Orocrambus sophronellus is a moth in the family Crambidae. This species is endemic to New Zealand. This species has been classified as Data Deficient by the Department of Conservation.

== Taxonomy ==
This species was first described by Edward Meyrick in 1885, from a specimen given to him by Richard William Fereday. Meyrick named the species Crambus sophronellus. Meyrick gave a more detailed description of the species later that year. In 1928 George Vernon Hudson also described and illustrated the species. In 1975 David E. Gaskin placed the species in the genus Orocrambus. Gaskin argues that Hudsons illustration in his 1928 book is actually of the species O. cyclopicus. The type locality of the specimen is uncertain but is possibly Canterbury. The type specimen is held at the Natural History Museum, London.

== Description ==
Meyrick described the species as follows:

Female. — 19 mm. Head and thorax ochreous-white, coarsely irrorated with greyish-fuscous. Palpi long, whitish, externally irrorated with grey. Antennae grey. Abdomen whitish, irrorated with grey. Legs grey-whitish. Forewings elongate, tolerably oblong, costa hardly arched, apex round-pointed, hindmargin straight, rather strongly oblique; greyish-fuscous, densely irrorated with white, and with a few black scales : cilia whitish-grey mixed with white, base white. Hindwings light fuscous-grey, towards hindmargin darker; cilia grey- whitish.

== Distribution ==
This species is endemic to New Zealand. It has been recorded in Taparewa near Nelson, the Mackenzie Basin, and Central Otago. It is possibly also present in Canterbury.

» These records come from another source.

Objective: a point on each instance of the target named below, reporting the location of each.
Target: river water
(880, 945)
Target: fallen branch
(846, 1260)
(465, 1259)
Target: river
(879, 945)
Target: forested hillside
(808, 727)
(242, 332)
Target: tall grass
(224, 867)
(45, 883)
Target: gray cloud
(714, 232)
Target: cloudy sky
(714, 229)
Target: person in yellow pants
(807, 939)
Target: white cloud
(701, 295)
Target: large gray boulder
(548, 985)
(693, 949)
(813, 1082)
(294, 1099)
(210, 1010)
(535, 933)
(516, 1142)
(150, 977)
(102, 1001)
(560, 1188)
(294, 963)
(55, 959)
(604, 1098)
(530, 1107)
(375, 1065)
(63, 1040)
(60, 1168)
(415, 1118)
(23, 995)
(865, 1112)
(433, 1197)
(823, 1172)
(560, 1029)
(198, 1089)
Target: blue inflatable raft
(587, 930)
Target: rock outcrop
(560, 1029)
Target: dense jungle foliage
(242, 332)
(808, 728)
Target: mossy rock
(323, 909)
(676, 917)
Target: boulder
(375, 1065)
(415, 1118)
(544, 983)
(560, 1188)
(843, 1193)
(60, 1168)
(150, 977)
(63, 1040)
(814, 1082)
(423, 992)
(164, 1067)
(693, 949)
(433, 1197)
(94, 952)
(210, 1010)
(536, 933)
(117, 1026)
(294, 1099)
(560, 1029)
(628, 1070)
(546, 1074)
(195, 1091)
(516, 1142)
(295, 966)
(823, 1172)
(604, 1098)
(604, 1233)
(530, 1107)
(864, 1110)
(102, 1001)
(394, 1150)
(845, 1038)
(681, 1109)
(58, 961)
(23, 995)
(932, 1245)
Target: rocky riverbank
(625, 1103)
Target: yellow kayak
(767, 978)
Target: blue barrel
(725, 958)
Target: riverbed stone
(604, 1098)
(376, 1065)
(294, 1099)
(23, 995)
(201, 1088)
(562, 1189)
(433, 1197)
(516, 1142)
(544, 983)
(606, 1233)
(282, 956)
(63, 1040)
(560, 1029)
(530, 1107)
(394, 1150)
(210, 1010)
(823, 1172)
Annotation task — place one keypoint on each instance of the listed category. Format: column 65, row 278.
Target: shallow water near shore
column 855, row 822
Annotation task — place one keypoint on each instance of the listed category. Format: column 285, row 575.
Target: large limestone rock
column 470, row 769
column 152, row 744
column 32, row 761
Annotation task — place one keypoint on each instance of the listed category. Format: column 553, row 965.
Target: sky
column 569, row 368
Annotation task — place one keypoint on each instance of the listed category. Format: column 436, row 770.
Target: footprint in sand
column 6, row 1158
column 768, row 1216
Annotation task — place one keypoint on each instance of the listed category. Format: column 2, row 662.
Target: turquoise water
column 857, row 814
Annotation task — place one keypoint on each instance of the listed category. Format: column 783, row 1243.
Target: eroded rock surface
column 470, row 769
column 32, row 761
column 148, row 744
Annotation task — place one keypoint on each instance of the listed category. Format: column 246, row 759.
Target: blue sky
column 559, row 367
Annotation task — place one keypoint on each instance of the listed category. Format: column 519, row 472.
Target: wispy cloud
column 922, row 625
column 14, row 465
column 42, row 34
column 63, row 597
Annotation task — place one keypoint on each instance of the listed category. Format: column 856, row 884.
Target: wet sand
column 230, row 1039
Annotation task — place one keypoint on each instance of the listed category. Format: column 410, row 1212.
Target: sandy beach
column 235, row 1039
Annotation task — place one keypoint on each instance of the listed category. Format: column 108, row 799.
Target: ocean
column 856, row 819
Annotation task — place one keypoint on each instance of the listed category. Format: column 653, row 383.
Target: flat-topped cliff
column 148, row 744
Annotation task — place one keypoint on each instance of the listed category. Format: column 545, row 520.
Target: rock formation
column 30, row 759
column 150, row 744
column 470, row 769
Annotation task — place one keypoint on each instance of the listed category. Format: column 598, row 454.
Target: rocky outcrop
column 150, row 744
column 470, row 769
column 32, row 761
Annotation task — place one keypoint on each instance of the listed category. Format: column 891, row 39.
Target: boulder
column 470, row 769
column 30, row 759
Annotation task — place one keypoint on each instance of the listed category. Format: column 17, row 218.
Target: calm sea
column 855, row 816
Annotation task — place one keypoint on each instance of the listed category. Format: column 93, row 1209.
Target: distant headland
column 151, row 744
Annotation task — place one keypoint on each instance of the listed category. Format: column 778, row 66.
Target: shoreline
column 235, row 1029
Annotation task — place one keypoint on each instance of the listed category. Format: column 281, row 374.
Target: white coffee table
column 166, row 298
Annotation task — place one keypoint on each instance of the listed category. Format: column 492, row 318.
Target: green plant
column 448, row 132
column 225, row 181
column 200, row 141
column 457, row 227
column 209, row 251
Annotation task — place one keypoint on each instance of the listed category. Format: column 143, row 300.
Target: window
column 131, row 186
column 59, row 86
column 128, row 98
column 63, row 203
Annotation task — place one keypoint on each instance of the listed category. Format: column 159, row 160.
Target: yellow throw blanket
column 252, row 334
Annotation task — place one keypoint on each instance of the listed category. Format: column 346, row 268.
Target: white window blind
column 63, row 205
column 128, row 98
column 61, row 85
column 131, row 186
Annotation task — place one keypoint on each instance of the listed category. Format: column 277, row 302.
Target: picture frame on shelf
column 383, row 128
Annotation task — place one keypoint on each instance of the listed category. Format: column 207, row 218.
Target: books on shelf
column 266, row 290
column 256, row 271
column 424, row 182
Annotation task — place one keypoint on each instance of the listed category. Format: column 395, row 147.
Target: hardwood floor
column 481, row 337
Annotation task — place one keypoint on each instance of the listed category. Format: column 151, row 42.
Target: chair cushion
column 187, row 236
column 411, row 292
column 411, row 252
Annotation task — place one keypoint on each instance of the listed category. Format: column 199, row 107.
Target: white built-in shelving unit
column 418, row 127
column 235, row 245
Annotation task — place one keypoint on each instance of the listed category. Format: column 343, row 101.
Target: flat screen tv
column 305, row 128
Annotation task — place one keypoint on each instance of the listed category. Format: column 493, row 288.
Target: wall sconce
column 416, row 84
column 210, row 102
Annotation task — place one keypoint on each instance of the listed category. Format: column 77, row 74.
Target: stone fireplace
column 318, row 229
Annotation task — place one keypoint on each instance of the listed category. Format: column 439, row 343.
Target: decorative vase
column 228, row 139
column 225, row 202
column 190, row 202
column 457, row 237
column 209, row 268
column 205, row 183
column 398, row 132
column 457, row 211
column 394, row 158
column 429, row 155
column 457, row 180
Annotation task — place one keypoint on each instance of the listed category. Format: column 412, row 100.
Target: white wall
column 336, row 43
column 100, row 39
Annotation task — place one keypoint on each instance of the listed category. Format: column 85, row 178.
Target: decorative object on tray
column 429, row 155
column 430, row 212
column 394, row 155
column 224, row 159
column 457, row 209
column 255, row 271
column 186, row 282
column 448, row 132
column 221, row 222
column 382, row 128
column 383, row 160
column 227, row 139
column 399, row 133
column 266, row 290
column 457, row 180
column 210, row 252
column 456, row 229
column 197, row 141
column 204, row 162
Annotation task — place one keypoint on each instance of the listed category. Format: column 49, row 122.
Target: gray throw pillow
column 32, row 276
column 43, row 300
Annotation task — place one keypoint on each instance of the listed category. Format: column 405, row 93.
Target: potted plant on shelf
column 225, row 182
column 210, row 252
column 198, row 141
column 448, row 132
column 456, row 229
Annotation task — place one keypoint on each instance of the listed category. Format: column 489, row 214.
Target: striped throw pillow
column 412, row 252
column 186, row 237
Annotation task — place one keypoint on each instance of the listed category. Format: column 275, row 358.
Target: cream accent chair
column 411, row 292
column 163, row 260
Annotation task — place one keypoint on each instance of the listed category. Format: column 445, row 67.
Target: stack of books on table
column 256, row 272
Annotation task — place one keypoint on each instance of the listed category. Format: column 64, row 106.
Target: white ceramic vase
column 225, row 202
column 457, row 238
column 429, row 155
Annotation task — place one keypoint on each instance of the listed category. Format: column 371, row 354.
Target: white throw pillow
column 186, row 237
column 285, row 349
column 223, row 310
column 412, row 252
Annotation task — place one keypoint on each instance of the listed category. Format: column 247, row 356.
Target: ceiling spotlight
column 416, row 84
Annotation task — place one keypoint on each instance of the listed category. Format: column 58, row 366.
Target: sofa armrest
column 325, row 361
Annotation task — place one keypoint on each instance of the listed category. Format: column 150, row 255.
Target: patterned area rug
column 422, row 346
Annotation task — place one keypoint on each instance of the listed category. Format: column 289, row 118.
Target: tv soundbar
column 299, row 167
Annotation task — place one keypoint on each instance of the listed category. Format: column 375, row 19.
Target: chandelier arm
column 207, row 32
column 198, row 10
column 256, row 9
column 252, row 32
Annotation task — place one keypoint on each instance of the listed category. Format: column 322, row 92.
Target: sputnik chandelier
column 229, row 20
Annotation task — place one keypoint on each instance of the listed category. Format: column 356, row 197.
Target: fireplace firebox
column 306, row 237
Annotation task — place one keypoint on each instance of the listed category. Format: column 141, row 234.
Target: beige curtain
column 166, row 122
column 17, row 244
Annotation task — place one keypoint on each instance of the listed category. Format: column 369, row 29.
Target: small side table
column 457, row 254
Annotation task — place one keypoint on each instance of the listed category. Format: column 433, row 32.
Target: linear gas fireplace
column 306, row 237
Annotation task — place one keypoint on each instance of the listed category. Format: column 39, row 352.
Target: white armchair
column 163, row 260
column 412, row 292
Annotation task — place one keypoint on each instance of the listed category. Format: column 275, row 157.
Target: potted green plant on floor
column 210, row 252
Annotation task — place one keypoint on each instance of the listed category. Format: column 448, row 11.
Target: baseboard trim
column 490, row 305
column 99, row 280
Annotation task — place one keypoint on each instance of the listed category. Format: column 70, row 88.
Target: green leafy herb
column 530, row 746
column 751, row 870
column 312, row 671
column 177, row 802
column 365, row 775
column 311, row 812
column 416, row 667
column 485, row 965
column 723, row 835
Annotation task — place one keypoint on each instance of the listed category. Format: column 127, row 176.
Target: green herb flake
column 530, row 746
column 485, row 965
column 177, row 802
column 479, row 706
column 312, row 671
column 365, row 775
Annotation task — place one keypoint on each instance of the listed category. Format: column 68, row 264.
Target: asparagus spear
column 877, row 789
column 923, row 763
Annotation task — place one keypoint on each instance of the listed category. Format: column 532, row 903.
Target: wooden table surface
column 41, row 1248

== Life cycle and behaviour ==
Adult moths have been recorded on wing in March. The species is attracted to light.

== Habitat ==
O. sophronellus is thought to occur in short tussock grasslands.

==Host species==
O. sophronellus is associated with Carex muelleri.

== Conservation status ==
This moth is classified under the New Zealand Threat Classification system as being Data Deficient.